Sahabeler, “Şüphe yok ki Allah ve melekleri, Peygamber’e salâvat getirir; ey inanlar, siz de ona salâvat getirin, tam bir teslimiyetle selam verin.”
Ahzab Suresi 56. ayeti nazil olduğunda Peygamber’in yanına gelerek, “Sana nasıl salât ve selam etmemiz gerektiğini bilmiyoruz, bunu bize göster” dediler.

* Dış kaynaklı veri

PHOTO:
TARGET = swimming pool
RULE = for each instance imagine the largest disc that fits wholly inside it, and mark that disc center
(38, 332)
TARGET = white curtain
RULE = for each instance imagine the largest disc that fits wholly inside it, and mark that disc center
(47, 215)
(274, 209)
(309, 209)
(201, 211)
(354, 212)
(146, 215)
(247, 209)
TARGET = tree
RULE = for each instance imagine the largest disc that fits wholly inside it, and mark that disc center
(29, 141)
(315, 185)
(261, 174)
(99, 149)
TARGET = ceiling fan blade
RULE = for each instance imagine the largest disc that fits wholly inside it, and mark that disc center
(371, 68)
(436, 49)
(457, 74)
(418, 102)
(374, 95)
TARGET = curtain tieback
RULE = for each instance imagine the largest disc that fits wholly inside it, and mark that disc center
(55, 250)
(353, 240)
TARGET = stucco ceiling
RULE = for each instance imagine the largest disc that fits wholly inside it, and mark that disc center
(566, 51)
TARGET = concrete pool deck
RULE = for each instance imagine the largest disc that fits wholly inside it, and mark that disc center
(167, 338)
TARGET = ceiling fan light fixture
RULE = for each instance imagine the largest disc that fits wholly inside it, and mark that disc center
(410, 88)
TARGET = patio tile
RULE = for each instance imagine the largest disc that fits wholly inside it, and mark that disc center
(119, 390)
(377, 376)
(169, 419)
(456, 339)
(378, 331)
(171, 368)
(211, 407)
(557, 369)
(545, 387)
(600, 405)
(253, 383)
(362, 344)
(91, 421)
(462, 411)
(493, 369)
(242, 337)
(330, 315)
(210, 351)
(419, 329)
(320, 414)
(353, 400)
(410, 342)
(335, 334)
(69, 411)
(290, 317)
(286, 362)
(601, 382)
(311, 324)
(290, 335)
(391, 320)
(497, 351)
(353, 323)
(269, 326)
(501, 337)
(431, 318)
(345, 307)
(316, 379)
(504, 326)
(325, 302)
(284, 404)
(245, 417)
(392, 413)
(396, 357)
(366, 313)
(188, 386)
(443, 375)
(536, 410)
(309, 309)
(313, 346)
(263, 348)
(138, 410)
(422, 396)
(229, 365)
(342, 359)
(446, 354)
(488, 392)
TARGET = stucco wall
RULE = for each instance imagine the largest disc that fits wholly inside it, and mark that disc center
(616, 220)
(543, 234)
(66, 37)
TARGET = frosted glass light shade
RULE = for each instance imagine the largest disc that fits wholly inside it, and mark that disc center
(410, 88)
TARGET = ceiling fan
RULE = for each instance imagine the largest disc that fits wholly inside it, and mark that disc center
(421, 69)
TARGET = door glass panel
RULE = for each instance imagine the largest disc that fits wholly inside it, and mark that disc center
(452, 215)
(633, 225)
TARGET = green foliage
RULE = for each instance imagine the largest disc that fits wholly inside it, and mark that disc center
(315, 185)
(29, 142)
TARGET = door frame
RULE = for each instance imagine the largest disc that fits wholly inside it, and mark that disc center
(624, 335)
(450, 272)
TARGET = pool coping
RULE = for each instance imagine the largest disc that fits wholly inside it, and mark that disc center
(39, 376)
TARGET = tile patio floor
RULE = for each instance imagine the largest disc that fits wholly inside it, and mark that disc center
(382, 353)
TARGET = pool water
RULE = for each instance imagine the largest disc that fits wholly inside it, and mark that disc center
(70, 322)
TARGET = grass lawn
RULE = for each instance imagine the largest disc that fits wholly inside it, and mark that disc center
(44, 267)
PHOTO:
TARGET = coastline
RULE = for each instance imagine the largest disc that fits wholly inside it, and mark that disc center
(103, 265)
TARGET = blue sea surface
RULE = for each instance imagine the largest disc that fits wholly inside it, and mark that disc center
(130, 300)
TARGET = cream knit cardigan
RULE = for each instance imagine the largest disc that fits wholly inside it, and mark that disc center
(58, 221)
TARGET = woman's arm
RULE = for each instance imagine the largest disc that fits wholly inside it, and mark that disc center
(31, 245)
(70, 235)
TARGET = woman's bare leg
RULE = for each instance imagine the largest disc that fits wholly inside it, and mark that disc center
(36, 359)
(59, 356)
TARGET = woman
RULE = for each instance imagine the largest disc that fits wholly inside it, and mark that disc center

Bunun üzerine Peygamberimiz şöyle buyurdu: “Allahumme salli alâ Muhammed ve alâ âli Muhammed, kemâ salleyte alâ İbrahim ve alâ âli İbrahim, inneke hamîdun mecîd.”
Peygamberimiz “Bana eksik salâvat getirmeyin” buyurdu “Ey Peygamber, eksik salâvat nedir?” diye sorulunca da “Allahumme salli alâ Muhammed, deyip susmanızdır; Allah kâmildir ve kâmil olmayan bir şeyi kabul etmez.” (Sahih-i Buharî, c. 4, s. 118).
Peygamberimizin istediği salâvat, kendisiyle birlikte Ehl-i Beyt’ine de salât ve selamdır.
Eksik salavatının mucidi Muaviye’dir.
Salâvatın eksik söylenmemesi hakkında bir uyarıyı da Şii kaynaklarından aktaralım:
Salâvat konusunda Hüccetülislam Seyyid Haşim Medeni’nin yazdığı es-Salatu’l-Butra kitabında şu ifadelere yer veriyor:
Ehlisünnet kitaplarında da salâvatta Ehl-i Beyt zikredilmiştir. Peki, salâvattan âl kelimesi nasıl çıkarıldı ve Ehlisünnet arasında rayiç olan salâvatta âl kelimesinin yerini “ve sellem” kelimesi nasıl aldı?
Hz. Peygamber’in Ehl-i Beyt’ine düşmanlık besleyenler âl kelimesinin gerekliği konusunda tartışmaya giremeyince kelimenin muhtevasını tartışmaya başladılar. Kelimenin On İki İmamı işaret ettiğine inanan Şia’nın aksine Haşimoğullarına, Akiloğullarına, Abbasoğullarına hatta Abbasî halifelerine delalet ettiğini öne sürdüler.
Hatta kimileri kelimenin anlamını daha da genişleterek ümmet anlamına geldiğini, yani Hz. Peygamber’e tabi olan herkesi kapsadığını iddia ettiler.
Aslında bu konudaki tasarruflar Muâviye zamanında ve ondan sonra Abdullah b. Zübeyr zamanında başladı. Bir yıldan fazla bir süre Müminlerin Emiri Ali (a.s) ile savaşan Muaviye’nin salâvatta Âl’i (Hz. Peygamber’in Ehl-i Beyt’ini) zikretmeye kesinlikle hazır değildi.
Bu yüzden de Ahzap suresinin 56’ıncı ayetinde geçen “teslimen” kelimesinin manasını tahrif etti. Muâviye, Müslümanların çoğunluğu gibi ayette geçen bu sözcüğü “teslim olmak” şeklinde anlamlandırmadı; ona göre sözcük selam vermek anlamına geliyordu. Cümleye “ve sellem” kelimesini ekleyip “âl” kelimesini çıkararak bu bidatin mucidi oldu.
Bu bidat başlangıçta salâvatın iki şekle dönüşmesine sebep oldu: Masum İmamlar (a.s) ve takipçileri salâvatta “âl” kelimesini zikrediyorlardı, Muaviye’nin hilafetine tabi olan Müslümanlar ise “ve sellem” kelimesini kullandılar.”
Muaviye’den bu tarafa bu bidat Müslümanlar arasında hiç de dikkate alınmadan devam etmektedir. Esas olan (s.a.a.) “Salllahu aleyhi ve âlihi”
Bu konuya temas etmek ve araştırma yapmakta maksadımız salavatta dahi Ehl-i Beyt düşmanlığının izlerini görmeyi sağlamaktır.